For most purposes, you’re unlikely to see any difference over 250 DPI and that’s for photographic quality. If you’re talking about graphic images - certificates etc. - you’ll get away perfectly well with 150 DPI and if you’re only ever going to look at them on a monitor 75 DPI will probably do.
I’m talking here of 1:1 scans; i.e. assuming you’re reproducing the original at life size. If you want to reproduce something at, say, twice the size, simply double the scanning resolution from 300 to 600 DPI.
JPEGs - the JPEG (or .jpg) format is known as a “lossy” format. It is widely used to reduce the file size of an original - for downloading, uploading to sites like Rootschat, or sending to somebody in an email. The original scanned image is compressed by effectively throwing away information contained in the image thereby producing a file of more modest size.
There are several ways of doing this and for the purposes of this board these are irrelevant but the problem is that, once the information is lost, you can’t get it back. You can apply various levels of compression and, for most purposes, you’ll not notice but in an over compressed image, things tend to break up and look ragged - known as jpg artifacts.
The real problem comes if you take a JPEG image, do some work on it and save it again as a JPEG image. You will effectively be more than doubling the problem so, if it’s pure quality you're looking for avoid JPEGs.
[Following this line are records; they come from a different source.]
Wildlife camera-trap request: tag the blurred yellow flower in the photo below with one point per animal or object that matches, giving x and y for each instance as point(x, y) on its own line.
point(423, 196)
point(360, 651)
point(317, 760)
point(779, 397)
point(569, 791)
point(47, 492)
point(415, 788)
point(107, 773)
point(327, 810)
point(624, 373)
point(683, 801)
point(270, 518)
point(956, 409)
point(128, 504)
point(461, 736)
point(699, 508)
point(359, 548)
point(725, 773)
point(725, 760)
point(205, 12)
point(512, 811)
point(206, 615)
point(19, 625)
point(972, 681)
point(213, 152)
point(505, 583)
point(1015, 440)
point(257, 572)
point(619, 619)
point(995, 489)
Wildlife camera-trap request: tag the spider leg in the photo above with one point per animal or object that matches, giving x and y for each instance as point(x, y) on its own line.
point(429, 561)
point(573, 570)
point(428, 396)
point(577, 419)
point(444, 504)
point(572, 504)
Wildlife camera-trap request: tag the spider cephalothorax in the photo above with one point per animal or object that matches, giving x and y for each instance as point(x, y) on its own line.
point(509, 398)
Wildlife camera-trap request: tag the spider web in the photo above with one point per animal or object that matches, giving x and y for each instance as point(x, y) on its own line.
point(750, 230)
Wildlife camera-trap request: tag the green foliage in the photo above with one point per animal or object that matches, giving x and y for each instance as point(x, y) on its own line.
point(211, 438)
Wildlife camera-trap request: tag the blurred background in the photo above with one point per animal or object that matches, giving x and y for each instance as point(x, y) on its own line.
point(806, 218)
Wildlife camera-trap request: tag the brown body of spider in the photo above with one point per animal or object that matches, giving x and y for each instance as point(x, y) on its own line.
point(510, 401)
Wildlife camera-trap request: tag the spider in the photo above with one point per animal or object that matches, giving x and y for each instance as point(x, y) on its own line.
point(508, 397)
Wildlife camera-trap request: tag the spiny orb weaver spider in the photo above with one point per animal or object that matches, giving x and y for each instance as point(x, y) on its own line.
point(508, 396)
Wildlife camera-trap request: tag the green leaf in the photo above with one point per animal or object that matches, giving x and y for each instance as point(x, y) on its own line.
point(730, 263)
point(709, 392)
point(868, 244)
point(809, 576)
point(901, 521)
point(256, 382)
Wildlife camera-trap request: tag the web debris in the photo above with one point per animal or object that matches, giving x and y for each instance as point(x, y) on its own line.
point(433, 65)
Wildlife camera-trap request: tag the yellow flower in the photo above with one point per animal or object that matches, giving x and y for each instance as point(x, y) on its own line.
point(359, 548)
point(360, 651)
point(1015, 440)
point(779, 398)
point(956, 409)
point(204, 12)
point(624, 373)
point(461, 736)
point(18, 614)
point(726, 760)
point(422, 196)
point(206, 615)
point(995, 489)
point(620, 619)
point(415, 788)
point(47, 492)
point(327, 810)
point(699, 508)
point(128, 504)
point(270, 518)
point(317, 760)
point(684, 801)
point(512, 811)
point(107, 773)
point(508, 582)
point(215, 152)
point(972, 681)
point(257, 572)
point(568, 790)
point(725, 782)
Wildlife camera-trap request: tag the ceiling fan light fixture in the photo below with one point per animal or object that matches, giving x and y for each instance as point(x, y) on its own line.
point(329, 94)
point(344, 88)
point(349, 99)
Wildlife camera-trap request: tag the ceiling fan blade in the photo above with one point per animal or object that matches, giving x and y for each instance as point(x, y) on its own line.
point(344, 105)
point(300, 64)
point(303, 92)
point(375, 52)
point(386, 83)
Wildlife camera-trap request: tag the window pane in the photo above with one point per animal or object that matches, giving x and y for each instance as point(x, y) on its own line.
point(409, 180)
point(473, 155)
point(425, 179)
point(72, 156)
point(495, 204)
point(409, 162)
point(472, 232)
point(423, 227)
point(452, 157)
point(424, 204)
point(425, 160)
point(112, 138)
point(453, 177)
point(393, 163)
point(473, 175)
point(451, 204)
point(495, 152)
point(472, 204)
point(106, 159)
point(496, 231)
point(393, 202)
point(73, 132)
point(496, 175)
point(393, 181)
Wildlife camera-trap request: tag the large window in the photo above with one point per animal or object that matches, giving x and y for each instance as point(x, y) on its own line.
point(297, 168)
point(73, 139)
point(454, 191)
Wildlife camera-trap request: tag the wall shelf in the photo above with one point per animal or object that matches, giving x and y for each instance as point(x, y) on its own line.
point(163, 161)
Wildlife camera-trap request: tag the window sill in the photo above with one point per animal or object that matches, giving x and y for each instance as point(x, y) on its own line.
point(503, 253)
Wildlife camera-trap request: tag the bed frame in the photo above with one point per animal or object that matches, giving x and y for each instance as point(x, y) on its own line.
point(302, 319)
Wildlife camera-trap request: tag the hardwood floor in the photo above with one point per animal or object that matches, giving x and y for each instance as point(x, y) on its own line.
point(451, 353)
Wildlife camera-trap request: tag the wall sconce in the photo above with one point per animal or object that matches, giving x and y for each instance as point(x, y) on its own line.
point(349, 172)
What’s the solution? Simple, use something like TIFF and, if you need a smaller file, make a JPEG from that but keep the original. Most professionals use Photoshop and that has it’s own industry standard file format PSD. Serious photographers save their originals as RAW image files and work on them at home. Cameras that only produce JPEG files take the RAW image and decide for themselves what is best for the image.